O secretário estadual de Parcerias, Leonardo Busatto, seguiu o mesmo tom ao enfatizar que, no mínimo, três armazéns obrigatoriamente terão destinação específica para arte, cultura, eventos e economia criativa, e que o desafio a partir de agora é definir a gestão dos locais e deixar claro no contrato o uso cultural. A quantidade de três armazéns com essa finalidade ainda é considerada pouca pelo professor da UFRGS.

“A utilização do espaço será o mais plural possível, tentando atender os atores os diferentes atores da sociedade”, afirmou Busatto.

A proposta do governo estadual é conceder o Cais à iniciativa privada, por um prazo de 30 anos, em troca de investimentos na “modernização”, conservação e urbanização do espaço situado no centro de Porto Alegre.

Projeto apresentado pelo governo dos diferentes usos com a revitalização do Cais Mauá.

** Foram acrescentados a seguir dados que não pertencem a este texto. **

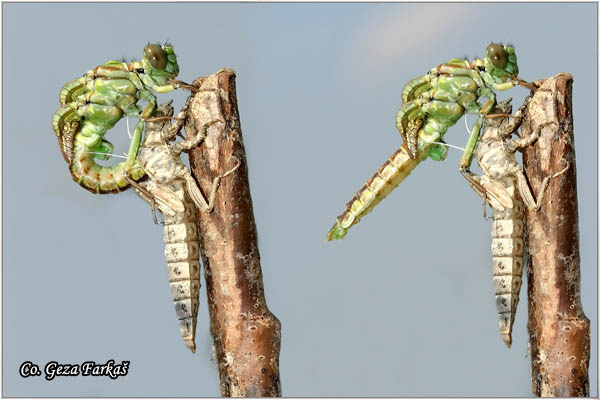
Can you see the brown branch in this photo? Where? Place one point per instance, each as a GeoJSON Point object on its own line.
{"type": "Point", "coordinates": [246, 334]}
{"type": "Point", "coordinates": [559, 331]}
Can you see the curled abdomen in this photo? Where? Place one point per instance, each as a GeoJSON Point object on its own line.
{"type": "Point", "coordinates": [97, 178]}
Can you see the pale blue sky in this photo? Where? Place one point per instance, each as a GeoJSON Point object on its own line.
{"type": "Point", "coordinates": [402, 307]}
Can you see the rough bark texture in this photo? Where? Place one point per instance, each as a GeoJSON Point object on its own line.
{"type": "Point", "coordinates": [559, 331]}
{"type": "Point", "coordinates": [246, 334]}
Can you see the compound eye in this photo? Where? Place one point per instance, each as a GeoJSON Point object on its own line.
{"type": "Point", "coordinates": [498, 55]}
{"type": "Point", "coordinates": [156, 56]}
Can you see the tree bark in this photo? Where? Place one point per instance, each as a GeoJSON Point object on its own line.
{"type": "Point", "coordinates": [559, 331]}
{"type": "Point", "coordinates": [246, 334]}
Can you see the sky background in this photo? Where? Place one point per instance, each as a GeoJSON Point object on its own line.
{"type": "Point", "coordinates": [404, 306]}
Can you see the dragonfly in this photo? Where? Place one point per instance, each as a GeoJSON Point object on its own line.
{"type": "Point", "coordinates": [430, 105]}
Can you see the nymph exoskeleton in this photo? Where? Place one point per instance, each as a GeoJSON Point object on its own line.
{"type": "Point", "coordinates": [172, 189]}
{"type": "Point", "coordinates": [431, 104]}
{"type": "Point", "coordinates": [504, 186]}
{"type": "Point", "coordinates": [94, 103]}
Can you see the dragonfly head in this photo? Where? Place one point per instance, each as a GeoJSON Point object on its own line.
{"type": "Point", "coordinates": [500, 62]}
{"type": "Point", "coordinates": [160, 63]}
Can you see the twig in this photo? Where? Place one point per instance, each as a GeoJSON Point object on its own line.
{"type": "Point", "coordinates": [246, 334]}
{"type": "Point", "coordinates": [559, 331]}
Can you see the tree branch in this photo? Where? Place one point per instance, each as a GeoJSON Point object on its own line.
{"type": "Point", "coordinates": [246, 334]}
{"type": "Point", "coordinates": [559, 331]}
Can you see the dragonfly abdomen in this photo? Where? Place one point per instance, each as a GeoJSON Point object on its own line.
{"type": "Point", "coordinates": [396, 168]}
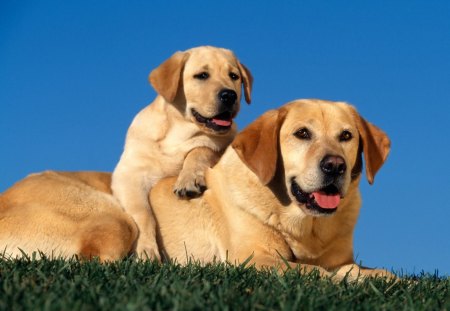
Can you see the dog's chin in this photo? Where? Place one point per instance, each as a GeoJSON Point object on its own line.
{"type": "Point", "coordinates": [219, 124]}
{"type": "Point", "coordinates": [322, 202]}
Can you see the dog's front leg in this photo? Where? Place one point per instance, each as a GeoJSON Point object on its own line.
{"type": "Point", "coordinates": [132, 192]}
{"type": "Point", "coordinates": [191, 180]}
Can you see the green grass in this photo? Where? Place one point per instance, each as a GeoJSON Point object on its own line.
{"type": "Point", "coordinates": [58, 284]}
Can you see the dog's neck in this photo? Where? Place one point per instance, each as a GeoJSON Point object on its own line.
{"type": "Point", "coordinates": [310, 238]}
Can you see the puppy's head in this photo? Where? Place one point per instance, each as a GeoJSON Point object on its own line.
{"type": "Point", "coordinates": [318, 145]}
{"type": "Point", "coordinates": [205, 84]}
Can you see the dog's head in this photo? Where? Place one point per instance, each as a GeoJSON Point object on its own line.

Imagem: Reprodução

Uma das convergências entre a proposta do governo e a do Coletivo Cais Cultural é a alienação das docas como forma de subsidiar a revitalização dos armazéns. Porém, há também divergência, já que o governo estadual diz que o valor de R$ 90 milhões previstos no projeto alternativo não é suficiente para custear a revitalização e a manutenção dos armazéns, assim como um novo modelo de contenção das águas que substituirá o Muro da Mauá, que seria então derrubado.

Na proposta do Coletivo, o terreno das docas seria vendido para financiar a restauração e conservação dos armazéns do Cais, com o valor sendo depositado num fundo a ser criado. No entanto, o secretário estadual de Parcerias acrescentou não ser viável o valor ser transferido para um fundo novo, pois a legislação patrimonial obriga que o dinheiro da venda das docas seja depositado no Fundo de Gestão Patrimonial, sem garantia de uso na revitalização dos armazéns.

Para contornar o problema, o governo explicou na audiência de que forma o modelo de PPP resolve essa questão ao usar as docas como pagamento das obras e serviços a serem feitos nos armazéns e na região do Gasômetro. Além de obter retorno financeiro com as atividades econômicas nos armazéns, a empresa privada que assumir o espaço também terá ganho econômico com os nove prédios previstos para serem construídos nas docas, sendo seis residenciais, dois comerciais e um hotel.

Nesse aspecto, assim como na primeira audiência, o segundo encontro novamente evidenciou um problema ainda não esclarecido pelo governo estadual. Inicialmente, o governo também previu arrecadar em torno de R$ 90 milhões com a alienação das docas, porém não apresentou o laudo de avaliação imobiliária com o valor do terreno das docas. Há rumores de que o terreno possa valer bem mais, em torno de R$ 140 milhões. A ausência do laudo, peça chave em todo o modelo de negócio formulado pelo governo, causou incômodo em diversas pessoas que se manifestaram na audiência.

Ao final do encontro, o coordenador do consórcio Revitaliza, João Lauro da Matta, procurou tranquilizar o público. Disse que em breve o laudo será tornado público e “não vai sobrar dúvida de quanto vale as docas”.

Nas contas do governo, o projeto de revitalização do Cais Mauá custará R$ 366 milhões ao longo de 30 anos de contrato. Quanto desse valor será abatido com a alienação do terreno das docas ainda não se sabe ao certo.